Characterization of the mbsA Gene Encoding a Putative APSES Transcription Factor in Aspergillus fumigatus

The APSES family proteins are transcription factors (TFs) with a basic helix-loop-helix domain, known to regulate growth, development, secondary metabolism, and other biological processes in Aspergillus species. In the genome of the human opportunistic pathogenic fungus Aspergillus fumigatus, five genes predicted to encode APSES TFs are present. Here, we report the characterization of one of these genes, called mbsA (Afu7g05620). The deletion (Delta) of mbsA resulted in significantly decreased hyphal growth and asexual sporulation (conidiation), and lowered mRNA levels of the key conidiation genes abaA, brlA, and wetA. Moreover, Delta mbsA resulted in reduced spore germination rates, elevated sensitivity toward Nikkomycin Z, and significantly lowered transcripts levels of genes associated with chitin synthesis.
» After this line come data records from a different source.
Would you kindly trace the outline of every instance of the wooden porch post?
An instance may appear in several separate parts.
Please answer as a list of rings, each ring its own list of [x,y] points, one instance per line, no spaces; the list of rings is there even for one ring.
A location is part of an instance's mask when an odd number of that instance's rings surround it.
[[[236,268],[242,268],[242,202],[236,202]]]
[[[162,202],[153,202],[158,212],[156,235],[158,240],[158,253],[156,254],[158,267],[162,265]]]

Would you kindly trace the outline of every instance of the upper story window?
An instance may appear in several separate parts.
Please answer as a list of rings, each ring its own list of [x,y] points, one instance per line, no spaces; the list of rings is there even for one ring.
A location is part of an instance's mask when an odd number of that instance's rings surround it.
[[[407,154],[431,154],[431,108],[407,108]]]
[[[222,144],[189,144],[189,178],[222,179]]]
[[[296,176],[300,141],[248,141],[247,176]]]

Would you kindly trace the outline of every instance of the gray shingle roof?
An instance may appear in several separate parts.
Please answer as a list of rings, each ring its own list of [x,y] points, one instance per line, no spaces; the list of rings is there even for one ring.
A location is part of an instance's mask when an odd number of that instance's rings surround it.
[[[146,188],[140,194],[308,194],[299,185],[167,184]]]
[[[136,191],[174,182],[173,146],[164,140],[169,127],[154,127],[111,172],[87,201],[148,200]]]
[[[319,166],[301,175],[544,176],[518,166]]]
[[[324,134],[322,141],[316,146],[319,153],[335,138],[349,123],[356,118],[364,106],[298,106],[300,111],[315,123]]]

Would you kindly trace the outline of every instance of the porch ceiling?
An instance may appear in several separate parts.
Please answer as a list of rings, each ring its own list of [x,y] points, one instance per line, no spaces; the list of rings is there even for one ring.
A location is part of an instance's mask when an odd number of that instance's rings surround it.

The mbsA deletion also resulted in significantly reduced levels of proteins and transcripts of genes associated with the SakA MAP kinase pathway. Importantly, the cell wall hydrophobicity and architecture of the Delta mbsA asexual spores (conidia) were altered, notably lacking the rodlet layer on the surface of the Delta mbsA conidium. Comparative transcriptomic analyses revealed that the Delta mbsA mutant showed higher mRNA levels of gliotoxin (GT) biosynthetic genes, which was corroborated by elevated levels of GT production in the mutant. While the Delta mbsA mutant produced higher amount of GT, Delta mbsA strains showed reduced virulence in the murine model, likely due to the defective spore integrity. In summary, the putative APSES TF MbsA plays a multiple role in governing growth, development, spore wall architecture, GT production, and virulence, which may be associated with the attenuated SakA signaling pathway.

Automated summary

The deletion of the mbsA gene in Aspergillus fumigatus results in impaired growth and sporulation, altered spore wall structure, increased gliotoxin production but reduced virulence, potentially due to defects in the SakA signaling pathway.